The libertarian case for national sovereignty concludes, finally, with the observation that since peace, harmony, and wealth creation primarily depend on the voluntary co-operation and enterprise of private individuals, organisations, and businesses, that is, on all the myriad relationships, activities, and institutions of civil society outside the State, a peaceful and harmonious world requires that the coercive power of government be kept to a minimum, and maximum scope be given to personal initiative, effort, and creativity. That may seem a utopian dream given the frailty of human nature and the prevalence of so many false ideas and ideologies, but such a world is more likely to become a reality (at least in part) if its existing free societies retain (or regain) their sovereignty and independence, trading freely with each other and co-operating, on an inter-governmental basis, in defensive alliances and the pursuit of common solutions to regional and global problems. In such an international environment of competing tax systems, centres of power, and legal jurisdictions, connected to each other by free trade and travel, and all the panoply of modern communications, private individuals and independent institutions will always have more room to breathe, and greater freedom of action, than if they are imprisoned within a world of monopolistic supranational regional power blocs, or worst of all, some monopolistic system of global government.

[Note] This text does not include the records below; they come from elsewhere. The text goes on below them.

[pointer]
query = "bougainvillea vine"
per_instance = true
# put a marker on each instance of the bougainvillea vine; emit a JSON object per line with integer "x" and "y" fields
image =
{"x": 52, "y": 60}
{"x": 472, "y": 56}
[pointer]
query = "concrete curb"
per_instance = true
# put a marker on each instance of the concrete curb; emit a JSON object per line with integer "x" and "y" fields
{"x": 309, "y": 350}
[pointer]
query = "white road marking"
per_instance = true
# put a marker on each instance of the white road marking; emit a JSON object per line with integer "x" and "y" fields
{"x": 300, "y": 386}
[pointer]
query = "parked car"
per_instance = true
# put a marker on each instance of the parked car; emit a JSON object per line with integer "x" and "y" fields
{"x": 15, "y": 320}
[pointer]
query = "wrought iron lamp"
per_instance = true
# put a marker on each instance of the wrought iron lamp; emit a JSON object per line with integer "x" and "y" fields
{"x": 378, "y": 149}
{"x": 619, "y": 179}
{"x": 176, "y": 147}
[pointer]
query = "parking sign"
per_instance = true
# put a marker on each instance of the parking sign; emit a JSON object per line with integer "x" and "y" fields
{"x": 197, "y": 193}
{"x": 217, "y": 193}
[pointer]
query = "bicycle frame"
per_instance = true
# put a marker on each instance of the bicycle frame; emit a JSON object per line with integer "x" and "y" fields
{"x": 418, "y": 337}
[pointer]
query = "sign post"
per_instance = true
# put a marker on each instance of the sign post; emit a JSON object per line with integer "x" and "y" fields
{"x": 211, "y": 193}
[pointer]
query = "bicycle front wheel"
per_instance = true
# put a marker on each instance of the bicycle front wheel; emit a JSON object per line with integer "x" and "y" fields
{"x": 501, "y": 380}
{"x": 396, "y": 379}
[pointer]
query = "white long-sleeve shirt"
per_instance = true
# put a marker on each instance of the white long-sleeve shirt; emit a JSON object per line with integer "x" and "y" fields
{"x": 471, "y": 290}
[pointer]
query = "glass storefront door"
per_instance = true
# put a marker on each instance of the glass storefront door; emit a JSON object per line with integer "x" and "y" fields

The single most important historical fact about the 20th century is that more people, 170 million of them, died in internal repression under tyrannical rulers and governments, than in all its wars combined.[vii] Bearing this in mind, no true friend of liberty should have any hesitation in opposing the misguided idealism of those who believe that abolishing national sovereignty will lead to a better world.

Notes


[i]Readers who may question the moral legitimacy of the Balfour Declaration and Zionism in general, should read my web paper, In Defence of Israel: key facts about the Arab-Israeli conflict (32 pp.), available at http://www.themoralliberal.com/topics/authors/tml-contributors/philip-vander-elst.

[ii] Professor Alan Sked, Good Europeans? (London: the Bruges Group, Occasional Paper 4, November 1989).

[iii] For more details see: op cit, In Defence of Israel, p. 26.

[iv]For full details go to http://www.danielpipes.org/4990/arab-israeli-fatalities-rank-49th.

[v] To read the full text of the Declaration go to http://www.centerforinquiry.net/isis.

[vi]Ibid for further details.

[vii] For fuller details, see: R. J. Rummel, Death by Government (Transaction Publishers, USA, 1996), and The Black Book of Communism (Harvard University Press, U.S.A., 1999).